La décision d’Édimbourg

15 Aux termes de la section A de la décision des chefs d’État et de gouvernement réunis au sein du Conseil européen d’Édimbourg des 11 et 12 décembre 1992 concernant certains problèmes soulevés par le Danemark à propos du traité sur l’Union européenne (JO 1992, C 348, p. 1, ci-après la « décision d’Édimbourg ») :

« Les dispositions de la deuxième partie du traité instituant la Communauté européenne, qui concerne la citoyenneté de l’Union, accordent aux ressortissants des États membres des droits et des protections supplémentaires, comme prévu dans cette partie. Elles ne se substituent en aucune manière à la citoyenneté nationale. La question de savoir si une personne a la nationalité d’un État membre est réglée uniquement par référence au droit national de l’État membre concerné. »

Le droit maltais

16 L’article 10 de la loi sur la citoyenneté maltaise, qui établit les conditions de la naturalisation ordinaire, prévoit, à son paragraphe 1, premier alinéa, qu’un demandeur peut se voir délivrer un certificat de naturalisation en tant que citoyen maltais s’il démontre au ministre :

« a) qu’il a résidé à Malte tout au long d’[une] période de douze mois précédant immédiatement la date de la demande ; et

b) que, pendant les six années précédant immédiatement ladite période de douze mois, il a résidé à Malte au cours de périodes totalisant au moins quatre ans ; et

c) qu’il possède une connaissance suffisante de la langue maltaise ou de la langue anglaise ; et

d) qu’il est de bonne moralité ; et

e) qu’il serait un bon citoyen de Malte. »
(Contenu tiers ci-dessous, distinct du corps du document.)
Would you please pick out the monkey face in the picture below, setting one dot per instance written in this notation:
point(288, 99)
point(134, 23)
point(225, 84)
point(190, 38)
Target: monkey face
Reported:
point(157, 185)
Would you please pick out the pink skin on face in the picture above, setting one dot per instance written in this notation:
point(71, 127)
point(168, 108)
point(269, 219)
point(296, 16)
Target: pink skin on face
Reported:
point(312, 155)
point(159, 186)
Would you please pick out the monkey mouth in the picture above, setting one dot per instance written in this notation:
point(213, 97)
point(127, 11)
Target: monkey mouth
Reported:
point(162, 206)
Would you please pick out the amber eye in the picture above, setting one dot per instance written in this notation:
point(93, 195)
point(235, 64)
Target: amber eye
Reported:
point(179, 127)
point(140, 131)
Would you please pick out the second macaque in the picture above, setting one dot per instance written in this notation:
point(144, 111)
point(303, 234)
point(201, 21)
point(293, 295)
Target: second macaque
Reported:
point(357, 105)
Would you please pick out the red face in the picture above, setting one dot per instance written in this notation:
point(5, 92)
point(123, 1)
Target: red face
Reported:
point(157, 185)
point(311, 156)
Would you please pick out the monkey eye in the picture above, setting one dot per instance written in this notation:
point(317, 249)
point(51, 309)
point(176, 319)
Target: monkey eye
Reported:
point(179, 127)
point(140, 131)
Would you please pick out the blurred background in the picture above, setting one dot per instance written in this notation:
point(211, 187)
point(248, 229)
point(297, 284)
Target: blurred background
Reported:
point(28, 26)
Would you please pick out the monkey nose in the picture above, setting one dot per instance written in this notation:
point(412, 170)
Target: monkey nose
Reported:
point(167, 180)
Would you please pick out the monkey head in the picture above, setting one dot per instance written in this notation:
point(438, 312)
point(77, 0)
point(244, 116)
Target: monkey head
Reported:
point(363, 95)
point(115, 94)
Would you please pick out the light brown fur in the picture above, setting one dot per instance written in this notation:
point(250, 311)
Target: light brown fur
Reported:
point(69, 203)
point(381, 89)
17 Selon l’article 10, paragraphe 1, deuxième alinéa, de cette loi, le ministre peut, s’il le juge approprié dans les circonstances spécifiques d’un cas particulier, permettre que des périodes de résidence antérieures à sept ans avant la date de la demande soient prises en compte dans le calcul du nombre total d’années visé au point b) de cet article 10, paragraphe 1.

18 Le 15 novembre 2013, la République de Malte a adopté l’Act No. XV of 2013 : An Act to amend the Maltese Citizenship Act (Chapter 188 of the Laws of Malta) [loi no XV de 2013 modifiant la loi sur la citoyenneté maltaise (Chapitre 188 des lois de Malte)] (The Malta Government Gazette no 19,166, du 15 novembre 2013, ci-après la « modification de 2013 »). Parallèlement à la procédure prévue à l’article 10, paragraphe 1, de la loi sur la citoyenneté maltaise, la modification de 2013 a ouvert la
possibilité pour un demandeur de se voir délivrer un certificat de naturalisation par le biais de la participation à un « programme des investisseurs individuels », régi par un ensemble distinct de conditions et de procédures.
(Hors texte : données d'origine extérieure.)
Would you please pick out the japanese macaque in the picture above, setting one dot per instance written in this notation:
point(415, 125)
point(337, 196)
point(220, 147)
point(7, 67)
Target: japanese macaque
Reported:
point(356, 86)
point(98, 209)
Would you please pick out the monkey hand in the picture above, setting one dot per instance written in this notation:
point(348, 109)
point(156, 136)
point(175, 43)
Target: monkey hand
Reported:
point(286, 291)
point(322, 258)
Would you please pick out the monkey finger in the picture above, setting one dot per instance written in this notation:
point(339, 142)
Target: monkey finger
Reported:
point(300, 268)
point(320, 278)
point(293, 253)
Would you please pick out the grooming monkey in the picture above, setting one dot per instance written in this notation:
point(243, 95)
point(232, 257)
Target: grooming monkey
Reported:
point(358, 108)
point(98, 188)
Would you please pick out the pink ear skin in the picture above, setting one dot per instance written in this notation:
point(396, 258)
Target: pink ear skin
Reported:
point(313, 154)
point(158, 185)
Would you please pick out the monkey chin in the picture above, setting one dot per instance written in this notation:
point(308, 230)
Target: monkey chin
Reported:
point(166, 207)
19 Le régime en faveur des investisseurs individuels était initialement prévu par les Individual Investor Programme of the Republic of Malta Regulations, 2014 (Subsidiary Legislation 188.03 of the Laws of Malta) [règlement de 2014 relatif au programme des investisseurs individuels de la République de Malte (législation dérivée 188.03 des lois de Malte)] (The Malta Government Gazette no 19,205, du 4 février 2014, ci-après le « règlement de 2014 »). En application de la modification de 2013 et du
règlement de 2014 (ci-après le « programme de citoyenneté par investissement de 2014 »), le nombre de demandeurs principaux retenus, hors personnes à charge, ne pouvait dépasser 1800 pour toute la durée du programme.

20 Le 28 juillet 2020, la République de Malte a adopté la loi de 2020.

21 À la suite de l’entrée en vigueur de cette loi, l’article 10, paragraphe 9, de la loi sur la citoyenneté maltaise énonce :

« Nonobstant les dispositions de la présente loi ou de toute autre loi, le ministre peut délivrer un certificat de naturalisation en tant que citoyen de Malte à un étranger ou un apatride qui a rendu des services exceptionnels à la République de Malte ou à l’humanité, ou dont la naturalisation revêt un intérêt exceptionnel pour la République de Malte, et qui satisfait aux exigences prévues par la présente loi. Aux fins du présent sous-article, le terme “exceptionnel” signifie manifestement
supérieur et désigne principalement les contributions de scientifiques, de chercheurs, d’athlètes, de sportifs, d’artistes, d’interprètes culturels, d’investisseurs et d’entrepreneurs :

à condition que le ministre délivre également un certificat de naturalisation à une personne éligible à charge d’un étranger ou d’un apatride qui a rendu des services exceptionnels à la République de Malte au moyen d’investissements :

à condition également que cette personne présente une demande de la manière prescrite et en prêtant serment d’allégeance à Malte. »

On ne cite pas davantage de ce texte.